Barile, 2014-02-04 – Presso Palazzo Frusci, sede della pro-loco, lo scorso 1 febbraio è ‘ stata inaugurata la mostra “Quadri Plastici” di Avigliano. Un evento organizzato dalla pro-loco di Barile, pro-loco di Avigliano , Amministrazione Comunale e Associazione Basilicata In Arte. Dopo il tradizionale taglio del nastro, è stata presentata questa mostra. A fare gli onori di casa,il presidente della pro-loco di Barile, Daniele Bracuto: “questa mostra sigla il gemellaggio tra la nostra pro-loco e quella di Avigliano, qui presente col presidente, Luciano Sabia.Dal 1997 Avigliano promuove la rappresentazione viventi di Quadri Plastici, riproducendo, sotto forma tridimensionale, scene del sacro. Un evento unico in Basilicata, che merita il giusto risalto”. Il presidente della pro-loco di Avigliano, Luciano Sabia ha aggiunto: “ringrazio le autorità presenti per aver condiviso questa nostra iniziativa che promuoviamo da 17 anni.Una rappresentazione che di anno in anno assume valenza, grazie all’utilizzo di materiali poveri e gioco di luci.

Le nostre opere si ispirano al Caravaggio e ad opere d’arte presenti nelle chiese lucane.L’emozione che si prova nel vedere questi quadri viventi è di notevole impatto emotivo.Una abilità di artigiani del posto e dell’impegno volontario di tanti giovani. Una tradizione che si tramanda dal 1700,ripresa nel 1920. Siamo orgogliosi di divulgare questa mostra fuori dal proprio territorio”.Il consigliere comunale, responsabile settore cultura, Sabrina Gagliardi ha evidenziato l’alta valenza culturale di questa mostra: “con questa mostra si esalta il valore artistico e storico della pro-loco di Avigliano, che merita un posto di rilievo in tutta la regione”.L’artista Antonio Volonnino, direttore della rivista In Arte ha proposto di organizzare nel periodo estivo a Barile questo evento con personaggi viventi, pur consapevole dei costi di spesa.

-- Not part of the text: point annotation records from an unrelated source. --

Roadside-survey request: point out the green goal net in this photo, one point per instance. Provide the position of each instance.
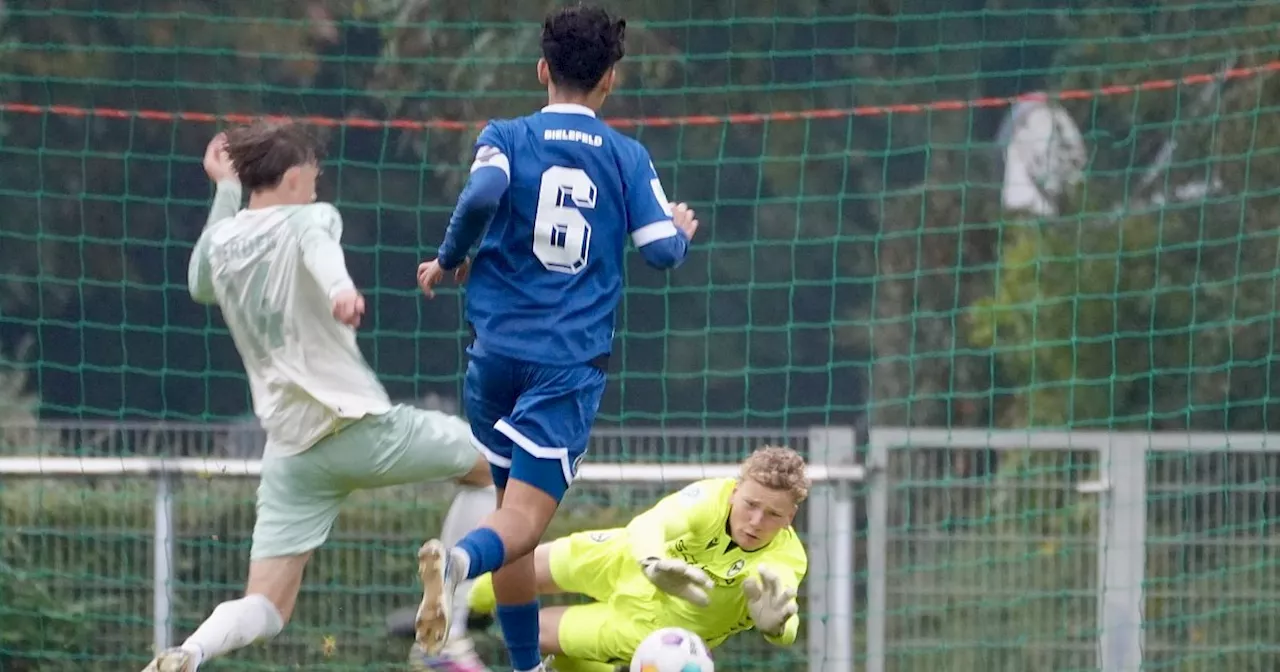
(949, 214)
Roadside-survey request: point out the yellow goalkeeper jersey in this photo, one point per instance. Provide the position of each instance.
(694, 522)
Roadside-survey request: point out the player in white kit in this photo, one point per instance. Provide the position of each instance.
(278, 273)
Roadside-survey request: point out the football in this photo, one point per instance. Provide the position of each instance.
(672, 649)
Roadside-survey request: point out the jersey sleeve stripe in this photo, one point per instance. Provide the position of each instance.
(493, 159)
(653, 232)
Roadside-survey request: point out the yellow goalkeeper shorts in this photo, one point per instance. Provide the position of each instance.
(298, 496)
(599, 565)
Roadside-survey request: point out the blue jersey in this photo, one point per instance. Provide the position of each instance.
(547, 278)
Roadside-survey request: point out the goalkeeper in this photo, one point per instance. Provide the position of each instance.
(718, 557)
(278, 273)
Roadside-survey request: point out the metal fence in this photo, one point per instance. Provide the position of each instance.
(929, 549)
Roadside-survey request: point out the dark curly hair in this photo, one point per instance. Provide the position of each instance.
(264, 151)
(580, 44)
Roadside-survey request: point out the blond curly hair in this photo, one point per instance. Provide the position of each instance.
(778, 469)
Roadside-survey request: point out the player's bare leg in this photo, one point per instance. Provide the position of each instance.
(522, 516)
(261, 613)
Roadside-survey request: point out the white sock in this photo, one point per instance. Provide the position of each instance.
(470, 506)
(232, 626)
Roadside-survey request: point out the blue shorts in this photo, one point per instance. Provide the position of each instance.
(530, 420)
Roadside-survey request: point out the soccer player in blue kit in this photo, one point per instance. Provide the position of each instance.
(556, 196)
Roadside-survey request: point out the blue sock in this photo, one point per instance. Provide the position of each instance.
(520, 630)
(485, 551)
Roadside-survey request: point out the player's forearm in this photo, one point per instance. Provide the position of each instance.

Ad accompagnare il presidente della pro-loco di Avigliano, anche due giovani, gemelli, Giacomo e Domenico Zaccagnino,che quest’anno hanno fatto i figuranti nell’opera “la Pala del Perdono” a Venosa in occasione dei 400 anni della morte del madrigalista venosino Carlo Gesualdo. Di questa esperienza hanno riferito: “in soli 9 giorni siamo riusciti a preparare questa rappresentazione, tra prove e scenografie.A seconda della posizione, alcunii non riescono a vedere il pubblico.Una volta che si apre il sipario, proviamo una forte sensazione e brividi. Solo quando la gente applaude, riusciamo a liberarci dalla tanta tensione”. Presente anche Marcello Samela, da 10 anni componente della giuria che valuta i migliori quadri plastici: “la commissione è composta da architetti,artisti e studiosi dell’arte.

I vincitori vengono eletti tenendo conto i criteri della composizione,la disposizione delle luci e l’impatto emotivo che suscita l’opera. Per ogni elemento si attribuisce un punteggio che viene verbalizzato con le motivazioni”.Tra il pubblico presente il geometra Giuseppe Grimolizzi, ex Sindaco ed assessore provinciale. Ha apprezzato questo evento: “quadri meravigliosi, hanno un aspetto lucido e folgorante che rieducano il nostro sistema interno”. Emilio D’Andrea, poeta e scrittore, ex consigliere regionale, ha aggiunto: “da questa mostra si traggono suggestioni meravigliose, tra arte,sacralità e sentimento”. Questa mostra è visitabile fino all’8 marzo.Tra i quadri esposti, anche quello vincitore dell’ultima edizione. il martirio di San Lorenzo.